Contents
USAGE:
[v_SA_SA, v_SA_CT, v_CT_CT, v_SA_P, v_CT_P] = gsw_specvol_second_derivatives(SA,CT,p)
DESCRIPTION:
Calculates the following three second-order derivatives of specific
volume (v),
(1) v_SA_SA, second order derivative with respect to Absolute Salinity
at constant CT & p.
(2) v_SA_CT, second order derivative with respect to SA & CT at
constant p.
(3) v_CT_CT, second order derivative with respect to CT at constant
SA & p.
(4) v_SA_P, second-order derivative with respect to SA & P at
constant CT.
(5) v_CT_P, second-order derivative with respect to CT & P at
constant SA
Note that the 75-term equation has been fitted in a restricted range of
parameter space, and is most accurate inside the "oceanographic funnel"

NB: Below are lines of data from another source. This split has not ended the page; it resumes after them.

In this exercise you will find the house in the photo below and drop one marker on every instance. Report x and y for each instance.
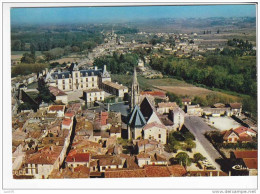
(236, 108)
(92, 95)
(165, 107)
(125, 173)
(177, 170)
(59, 94)
(111, 162)
(244, 162)
(41, 163)
(115, 131)
(194, 110)
(240, 134)
(156, 171)
(186, 101)
(114, 88)
(75, 159)
(59, 109)
(67, 124)
(143, 159)
(146, 145)
(156, 132)
(177, 117)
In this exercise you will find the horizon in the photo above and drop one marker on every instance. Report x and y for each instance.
(79, 15)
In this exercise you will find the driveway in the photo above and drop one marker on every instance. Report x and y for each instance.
(198, 128)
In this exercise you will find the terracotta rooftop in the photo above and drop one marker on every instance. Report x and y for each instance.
(78, 157)
(56, 108)
(177, 170)
(125, 173)
(186, 100)
(154, 124)
(246, 154)
(157, 171)
(250, 163)
(167, 104)
(114, 160)
(207, 173)
(66, 122)
(56, 91)
(235, 105)
(114, 85)
(153, 93)
(47, 155)
(243, 129)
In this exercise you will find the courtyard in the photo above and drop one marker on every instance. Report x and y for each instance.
(222, 123)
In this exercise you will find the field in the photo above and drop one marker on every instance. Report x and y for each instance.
(178, 87)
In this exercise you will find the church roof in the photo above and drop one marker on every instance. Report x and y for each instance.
(147, 108)
(137, 119)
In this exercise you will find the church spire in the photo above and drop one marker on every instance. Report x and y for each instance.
(135, 95)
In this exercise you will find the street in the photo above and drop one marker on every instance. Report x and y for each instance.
(198, 127)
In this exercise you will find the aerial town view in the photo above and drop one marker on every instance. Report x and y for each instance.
(100, 92)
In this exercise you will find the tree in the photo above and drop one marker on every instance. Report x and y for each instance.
(183, 159)
(198, 157)
(28, 58)
(189, 145)
(174, 98)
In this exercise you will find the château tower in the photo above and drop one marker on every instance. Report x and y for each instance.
(135, 94)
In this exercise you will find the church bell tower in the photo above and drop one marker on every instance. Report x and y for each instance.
(135, 93)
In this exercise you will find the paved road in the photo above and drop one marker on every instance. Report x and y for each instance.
(198, 127)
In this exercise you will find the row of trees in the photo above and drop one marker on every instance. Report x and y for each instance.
(45, 41)
(118, 63)
(230, 73)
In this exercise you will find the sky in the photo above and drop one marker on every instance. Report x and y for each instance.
(62, 15)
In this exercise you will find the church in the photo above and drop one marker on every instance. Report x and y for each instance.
(85, 80)
(144, 120)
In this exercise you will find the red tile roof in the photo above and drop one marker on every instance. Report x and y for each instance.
(243, 129)
(56, 108)
(167, 104)
(235, 105)
(186, 100)
(66, 122)
(157, 171)
(177, 170)
(154, 93)
(250, 163)
(69, 114)
(125, 173)
(246, 154)
(47, 155)
(78, 157)
(56, 91)
(154, 124)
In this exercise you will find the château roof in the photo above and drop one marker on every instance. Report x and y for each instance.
(137, 119)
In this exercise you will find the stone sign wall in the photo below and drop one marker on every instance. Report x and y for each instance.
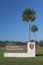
(16, 48)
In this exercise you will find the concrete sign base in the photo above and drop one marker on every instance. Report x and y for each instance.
(30, 51)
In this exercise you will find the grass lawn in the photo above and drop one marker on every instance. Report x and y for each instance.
(38, 60)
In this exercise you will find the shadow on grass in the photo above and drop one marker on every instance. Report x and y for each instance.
(39, 54)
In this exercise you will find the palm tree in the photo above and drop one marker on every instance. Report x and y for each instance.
(34, 29)
(28, 15)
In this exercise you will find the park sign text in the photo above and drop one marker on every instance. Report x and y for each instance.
(26, 50)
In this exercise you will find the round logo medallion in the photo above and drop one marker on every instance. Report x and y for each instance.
(31, 46)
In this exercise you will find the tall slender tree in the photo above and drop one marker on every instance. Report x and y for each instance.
(28, 15)
(34, 29)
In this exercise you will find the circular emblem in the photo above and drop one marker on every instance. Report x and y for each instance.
(31, 46)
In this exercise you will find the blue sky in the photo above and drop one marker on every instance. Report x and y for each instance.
(12, 27)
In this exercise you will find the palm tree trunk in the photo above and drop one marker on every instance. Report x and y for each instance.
(34, 37)
(29, 31)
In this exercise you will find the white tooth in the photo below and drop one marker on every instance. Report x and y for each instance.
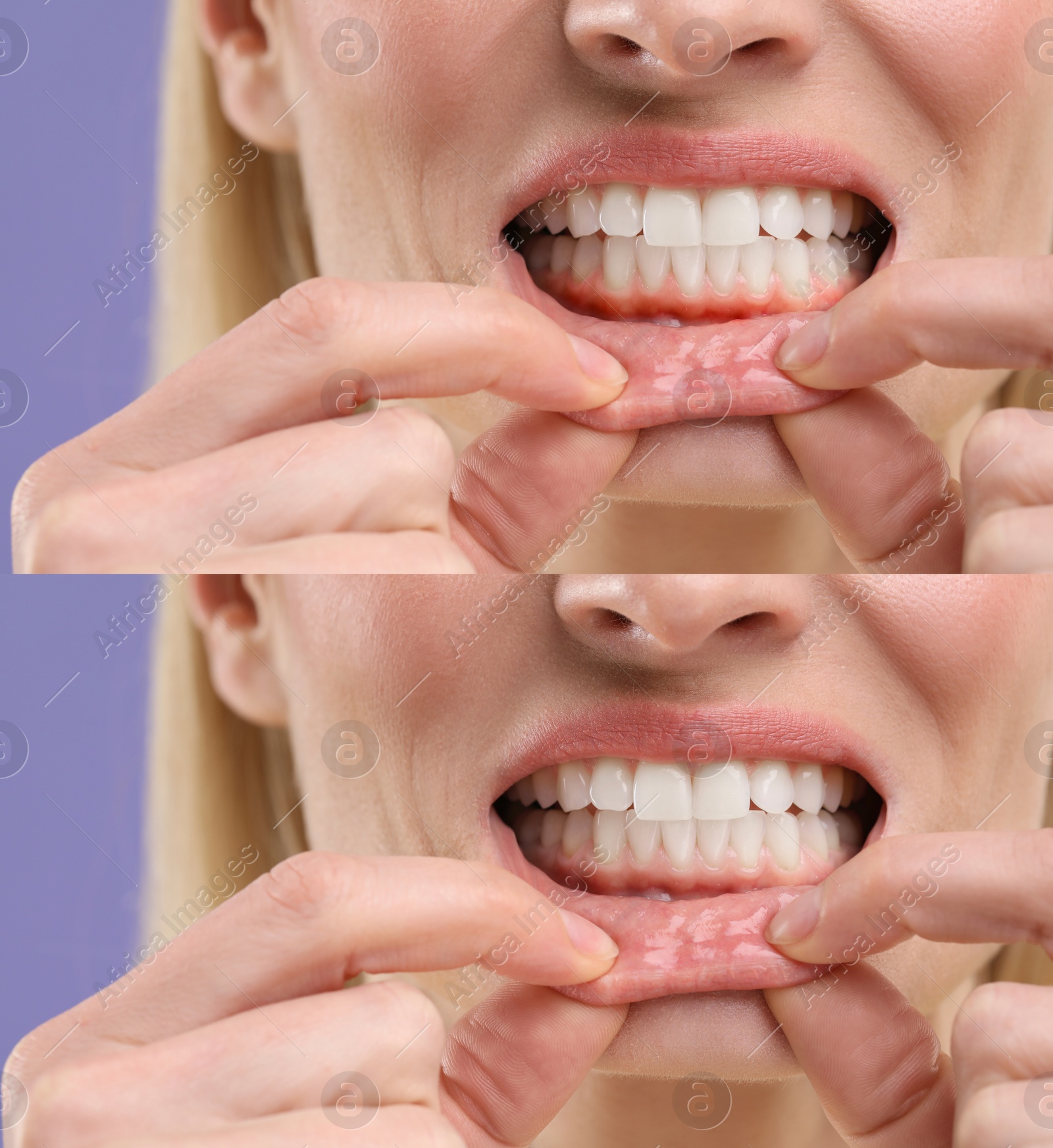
(678, 839)
(619, 262)
(781, 214)
(539, 253)
(643, 837)
(652, 262)
(572, 786)
(813, 837)
(723, 268)
(713, 841)
(756, 261)
(661, 792)
(577, 832)
(771, 787)
(747, 835)
(672, 217)
(588, 257)
(552, 828)
(584, 212)
(731, 216)
(612, 784)
(783, 839)
(544, 787)
(530, 828)
(689, 266)
(721, 791)
(821, 260)
(849, 828)
(831, 826)
(792, 266)
(843, 206)
(809, 787)
(563, 252)
(834, 778)
(621, 211)
(607, 836)
(555, 216)
(818, 206)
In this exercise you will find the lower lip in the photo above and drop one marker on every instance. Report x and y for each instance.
(672, 947)
(701, 373)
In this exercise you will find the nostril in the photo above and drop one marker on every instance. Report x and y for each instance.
(624, 46)
(748, 621)
(766, 47)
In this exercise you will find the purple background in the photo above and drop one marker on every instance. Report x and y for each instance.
(69, 209)
(72, 200)
(70, 820)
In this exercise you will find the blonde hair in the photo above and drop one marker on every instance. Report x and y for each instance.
(217, 784)
(243, 249)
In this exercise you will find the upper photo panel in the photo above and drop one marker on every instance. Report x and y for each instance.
(530, 285)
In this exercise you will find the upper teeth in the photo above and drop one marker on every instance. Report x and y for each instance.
(646, 804)
(686, 217)
(625, 230)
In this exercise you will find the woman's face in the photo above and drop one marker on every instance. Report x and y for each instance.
(414, 169)
(925, 687)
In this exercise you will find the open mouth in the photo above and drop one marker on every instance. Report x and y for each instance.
(675, 255)
(694, 271)
(684, 864)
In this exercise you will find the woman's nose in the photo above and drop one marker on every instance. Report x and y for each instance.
(684, 621)
(667, 46)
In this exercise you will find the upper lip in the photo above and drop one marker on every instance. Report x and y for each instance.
(664, 733)
(675, 157)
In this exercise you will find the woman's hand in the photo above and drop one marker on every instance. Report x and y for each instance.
(874, 1060)
(234, 462)
(240, 1035)
(881, 484)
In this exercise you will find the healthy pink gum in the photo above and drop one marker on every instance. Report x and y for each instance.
(735, 359)
(672, 947)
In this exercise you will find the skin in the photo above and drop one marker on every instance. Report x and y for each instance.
(396, 197)
(913, 673)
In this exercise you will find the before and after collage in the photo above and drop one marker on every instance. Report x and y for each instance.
(530, 614)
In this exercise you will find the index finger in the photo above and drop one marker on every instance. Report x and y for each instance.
(413, 340)
(319, 918)
(873, 1060)
(967, 887)
(974, 314)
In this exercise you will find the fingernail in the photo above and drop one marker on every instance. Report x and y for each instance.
(797, 920)
(588, 938)
(805, 347)
(598, 364)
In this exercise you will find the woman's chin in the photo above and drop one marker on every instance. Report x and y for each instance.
(727, 1035)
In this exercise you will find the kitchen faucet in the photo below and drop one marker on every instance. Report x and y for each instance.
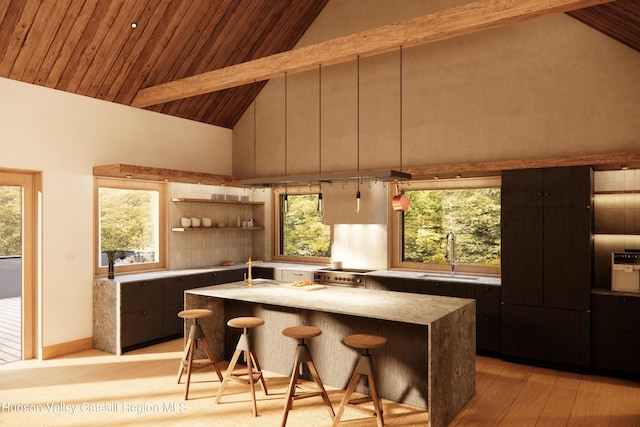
(250, 263)
(450, 252)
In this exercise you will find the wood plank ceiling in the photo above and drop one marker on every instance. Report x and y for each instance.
(88, 47)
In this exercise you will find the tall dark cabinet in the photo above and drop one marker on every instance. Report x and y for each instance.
(547, 264)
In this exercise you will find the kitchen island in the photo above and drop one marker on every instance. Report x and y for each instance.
(429, 361)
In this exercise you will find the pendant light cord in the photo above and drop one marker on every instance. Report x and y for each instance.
(285, 124)
(320, 119)
(358, 116)
(254, 128)
(400, 108)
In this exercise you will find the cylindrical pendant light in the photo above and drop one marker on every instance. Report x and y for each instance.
(320, 136)
(358, 136)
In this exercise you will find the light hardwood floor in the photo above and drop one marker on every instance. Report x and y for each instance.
(139, 388)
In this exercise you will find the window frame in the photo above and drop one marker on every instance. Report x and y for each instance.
(277, 215)
(396, 222)
(163, 214)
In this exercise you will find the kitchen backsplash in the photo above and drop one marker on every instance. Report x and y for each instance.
(210, 247)
(616, 219)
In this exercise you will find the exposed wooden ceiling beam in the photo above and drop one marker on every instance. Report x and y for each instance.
(453, 22)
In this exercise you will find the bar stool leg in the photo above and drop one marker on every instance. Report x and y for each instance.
(196, 335)
(363, 367)
(303, 356)
(244, 345)
(185, 356)
(325, 397)
(227, 375)
(345, 399)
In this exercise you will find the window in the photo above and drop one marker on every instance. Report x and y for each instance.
(131, 218)
(302, 235)
(468, 208)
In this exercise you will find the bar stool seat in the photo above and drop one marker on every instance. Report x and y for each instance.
(364, 366)
(244, 345)
(303, 356)
(196, 336)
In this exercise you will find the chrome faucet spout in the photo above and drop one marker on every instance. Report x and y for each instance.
(450, 252)
(250, 263)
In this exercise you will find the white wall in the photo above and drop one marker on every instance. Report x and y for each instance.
(64, 136)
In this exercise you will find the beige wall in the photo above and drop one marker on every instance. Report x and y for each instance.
(64, 136)
(547, 87)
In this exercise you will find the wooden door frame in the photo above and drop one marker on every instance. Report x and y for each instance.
(31, 184)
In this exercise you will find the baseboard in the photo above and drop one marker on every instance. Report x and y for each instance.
(65, 348)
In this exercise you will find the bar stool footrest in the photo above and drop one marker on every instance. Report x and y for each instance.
(361, 409)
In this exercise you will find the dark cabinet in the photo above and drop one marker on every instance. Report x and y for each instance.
(173, 302)
(221, 276)
(615, 334)
(149, 308)
(487, 302)
(546, 264)
(488, 318)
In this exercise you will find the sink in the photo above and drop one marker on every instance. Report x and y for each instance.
(447, 276)
(259, 280)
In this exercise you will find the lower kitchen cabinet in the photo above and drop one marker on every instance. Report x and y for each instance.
(546, 335)
(488, 318)
(140, 327)
(148, 310)
(487, 302)
(615, 337)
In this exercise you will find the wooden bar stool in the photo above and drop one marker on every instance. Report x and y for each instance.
(244, 344)
(303, 356)
(363, 367)
(196, 336)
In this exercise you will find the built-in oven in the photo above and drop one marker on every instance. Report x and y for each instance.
(625, 271)
(350, 277)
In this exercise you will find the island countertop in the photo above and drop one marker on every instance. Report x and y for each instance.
(429, 361)
(394, 306)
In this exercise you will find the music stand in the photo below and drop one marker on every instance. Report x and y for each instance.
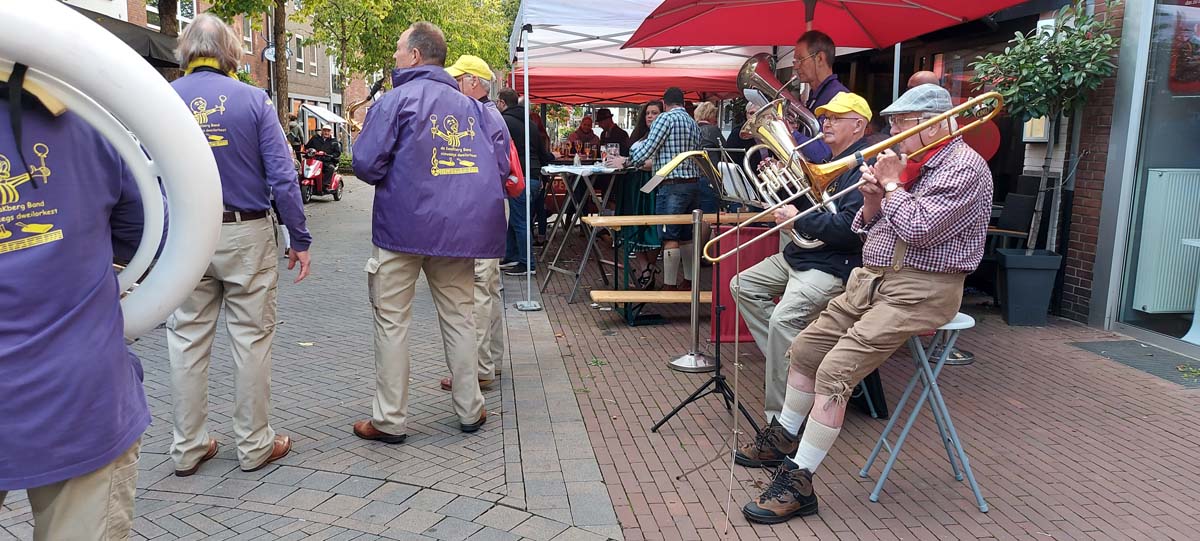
(717, 382)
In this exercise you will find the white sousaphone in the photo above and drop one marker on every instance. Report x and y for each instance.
(100, 78)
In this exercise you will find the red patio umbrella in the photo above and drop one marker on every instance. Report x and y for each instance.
(851, 23)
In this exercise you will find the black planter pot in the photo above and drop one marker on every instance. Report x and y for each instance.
(1026, 283)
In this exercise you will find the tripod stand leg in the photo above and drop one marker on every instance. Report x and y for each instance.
(695, 396)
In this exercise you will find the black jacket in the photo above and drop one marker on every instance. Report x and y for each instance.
(331, 148)
(514, 118)
(843, 248)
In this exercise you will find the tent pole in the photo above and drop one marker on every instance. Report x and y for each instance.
(527, 305)
(895, 74)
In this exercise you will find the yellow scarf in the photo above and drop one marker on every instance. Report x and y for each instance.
(205, 61)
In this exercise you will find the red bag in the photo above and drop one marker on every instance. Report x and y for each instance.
(515, 184)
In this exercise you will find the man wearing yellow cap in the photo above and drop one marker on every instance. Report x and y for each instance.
(474, 78)
(804, 278)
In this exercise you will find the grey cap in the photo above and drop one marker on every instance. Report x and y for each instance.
(922, 98)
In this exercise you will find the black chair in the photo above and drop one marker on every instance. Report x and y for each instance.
(1012, 228)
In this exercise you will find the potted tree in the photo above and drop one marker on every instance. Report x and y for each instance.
(1048, 72)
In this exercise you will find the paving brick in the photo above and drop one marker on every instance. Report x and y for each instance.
(453, 529)
(467, 509)
(305, 498)
(378, 512)
(539, 529)
(341, 505)
(415, 521)
(358, 486)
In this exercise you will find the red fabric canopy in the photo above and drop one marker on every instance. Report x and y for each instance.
(581, 85)
(851, 23)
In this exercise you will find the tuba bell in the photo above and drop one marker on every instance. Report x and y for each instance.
(151, 128)
(781, 176)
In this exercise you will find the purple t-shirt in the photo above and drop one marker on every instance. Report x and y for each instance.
(72, 391)
(250, 148)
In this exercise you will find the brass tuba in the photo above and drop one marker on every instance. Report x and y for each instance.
(772, 127)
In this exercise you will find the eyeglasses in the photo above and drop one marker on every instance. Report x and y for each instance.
(893, 120)
(835, 119)
(801, 60)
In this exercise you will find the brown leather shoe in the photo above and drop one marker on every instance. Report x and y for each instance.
(474, 426)
(211, 452)
(448, 384)
(790, 494)
(365, 430)
(768, 449)
(281, 449)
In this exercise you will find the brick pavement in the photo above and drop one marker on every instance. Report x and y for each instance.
(528, 474)
(1065, 444)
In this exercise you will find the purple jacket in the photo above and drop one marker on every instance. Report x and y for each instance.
(249, 145)
(437, 160)
(72, 397)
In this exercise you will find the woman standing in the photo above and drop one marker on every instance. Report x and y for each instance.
(642, 241)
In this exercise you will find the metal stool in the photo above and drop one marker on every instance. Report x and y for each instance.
(941, 347)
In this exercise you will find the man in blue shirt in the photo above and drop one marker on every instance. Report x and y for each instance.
(813, 62)
(255, 163)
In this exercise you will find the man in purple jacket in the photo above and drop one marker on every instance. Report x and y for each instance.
(436, 158)
(255, 163)
(73, 410)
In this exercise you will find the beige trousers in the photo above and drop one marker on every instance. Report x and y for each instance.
(862, 328)
(91, 506)
(243, 277)
(489, 317)
(803, 295)
(391, 283)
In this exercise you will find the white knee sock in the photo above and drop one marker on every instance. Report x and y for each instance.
(797, 406)
(815, 444)
(671, 266)
(687, 252)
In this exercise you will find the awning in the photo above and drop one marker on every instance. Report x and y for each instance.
(627, 85)
(156, 48)
(325, 115)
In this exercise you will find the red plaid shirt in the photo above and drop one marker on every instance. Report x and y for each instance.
(943, 218)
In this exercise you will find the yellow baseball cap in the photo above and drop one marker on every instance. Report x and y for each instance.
(472, 65)
(845, 102)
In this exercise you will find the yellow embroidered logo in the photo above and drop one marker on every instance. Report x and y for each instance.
(450, 157)
(201, 109)
(15, 212)
(10, 184)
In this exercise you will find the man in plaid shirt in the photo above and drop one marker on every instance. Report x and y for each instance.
(672, 133)
(925, 222)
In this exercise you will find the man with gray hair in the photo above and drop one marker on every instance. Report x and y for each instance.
(437, 160)
(924, 227)
(255, 163)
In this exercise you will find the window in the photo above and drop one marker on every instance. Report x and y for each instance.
(299, 52)
(185, 14)
(247, 35)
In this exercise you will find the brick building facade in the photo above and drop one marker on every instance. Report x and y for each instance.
(1085, 216)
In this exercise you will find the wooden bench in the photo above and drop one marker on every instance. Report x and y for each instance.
(649, 298)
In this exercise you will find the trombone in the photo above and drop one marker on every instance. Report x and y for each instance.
(820, 176)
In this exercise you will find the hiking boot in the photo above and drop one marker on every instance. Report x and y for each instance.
(790, 494)
(771, 448)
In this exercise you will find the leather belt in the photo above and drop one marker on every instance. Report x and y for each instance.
(232, 216)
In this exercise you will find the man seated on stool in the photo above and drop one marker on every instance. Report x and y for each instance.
(803, 278)
(925, 222)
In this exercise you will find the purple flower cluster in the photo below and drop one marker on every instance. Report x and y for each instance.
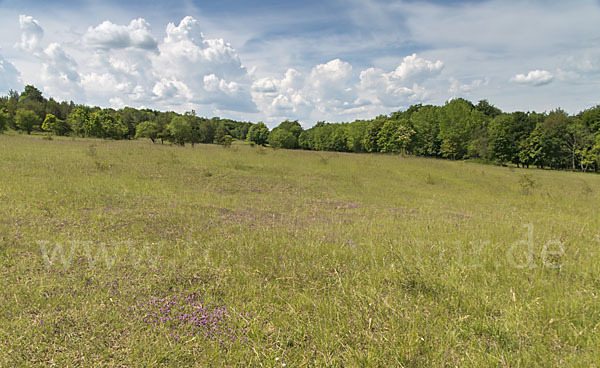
(186, 315)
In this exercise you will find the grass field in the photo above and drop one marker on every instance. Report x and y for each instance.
(125, 253)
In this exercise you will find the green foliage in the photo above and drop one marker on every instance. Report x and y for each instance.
(286, 135)
(148, 129)
(458, 130)
(3, 120)
(56, 126)
(371, 138)
(259, 134)
(282, 138)
(220, 133)
(426, 123)
(78, 119)
(27, 120)
(328, 260)
(394, 136)
(455, 128)
(180, 130)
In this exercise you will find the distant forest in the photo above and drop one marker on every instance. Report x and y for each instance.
(457, 130)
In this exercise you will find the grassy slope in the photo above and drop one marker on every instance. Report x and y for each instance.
(339, 259)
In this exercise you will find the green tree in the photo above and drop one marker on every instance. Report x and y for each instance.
(26, 120)
(372, 134)
(3, 120)
(220, 133)
(339, 139)
(78, 118)
(180, 130)
(56, 126)
(356, 133)
(259, 134)
(455, 128)
(148, 129)
(426, 123)
(282, 138)
(395, 136)
(487, 109)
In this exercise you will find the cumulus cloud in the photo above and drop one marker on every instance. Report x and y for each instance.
(9, 76)
(534, 78)
(31, 34)
(59, 73)
(108, 35)
(401, 85)
(457, 87)
(414, 67)
(210, 68)
(333, 91)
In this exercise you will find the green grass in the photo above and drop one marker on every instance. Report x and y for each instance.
(326, 259)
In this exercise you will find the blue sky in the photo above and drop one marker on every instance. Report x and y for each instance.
(309, 60)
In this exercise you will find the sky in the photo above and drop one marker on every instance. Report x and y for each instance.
(310, 60)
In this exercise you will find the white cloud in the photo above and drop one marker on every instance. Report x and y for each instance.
(59, 73)
(9, 76)
(457, 87)
(31, 34)
(400, 86)
(108, 35)
(332, 91)
(534, 78)
(211, 68)
(413, 67)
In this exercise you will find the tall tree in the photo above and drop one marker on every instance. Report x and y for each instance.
(26, 120)
(259, 134)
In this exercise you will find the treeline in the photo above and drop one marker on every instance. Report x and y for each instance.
(457, 130)
(30, 111)
(460, 130)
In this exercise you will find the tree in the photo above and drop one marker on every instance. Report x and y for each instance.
(426, 123)
(577, 138)
(112, 125)
(486, 108)
(372, 133)
(286, 135)
(32, 99)
(293, 127)
(394, 136)
(26, 120)
(259, 134)
(148, 129)
(180, 130)
(455, 128)
(78, 118)
(502, 144)
(220, 133)
(56, 126)
(3, 120)
(339, 139)
(282, 138)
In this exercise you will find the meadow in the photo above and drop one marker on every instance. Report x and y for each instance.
(128, 253)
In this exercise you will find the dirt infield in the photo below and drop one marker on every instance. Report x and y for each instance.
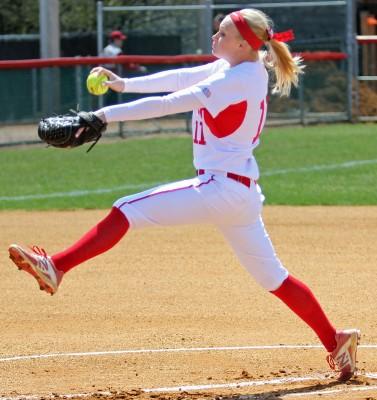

described in McDougall et al. (2003). The GSW library function
"gsw_infunnel(SA,CT,p)" is avaialble to be used if one wants to test if
some of one's data lies outside this "funnel".
INPUT:
SA = Absolute Salinity [ g/kg ]
CT = Conservative Temperature [ deg C ]
p = sea pressure [ dbar ]
(i.e. absolute pressure - 10.1325 dbar)
SA & CT need to have the same dimensions.
p may have dimensions 1x1 or Mx1 or 1xN or MxN, where SA & CT are MxN.
OUTPUT:
v_SA_SA = The second derivative of specific volume with respect to
Absolute Salinity at constant CT & p. [ (m^3/kg)(g/kg)^-2 ]
v_SA_CT = The second derivative of specific volume with respect to
SA & CT at constant p. [ (m^3/kg)(g/kg)^-1 K^-1]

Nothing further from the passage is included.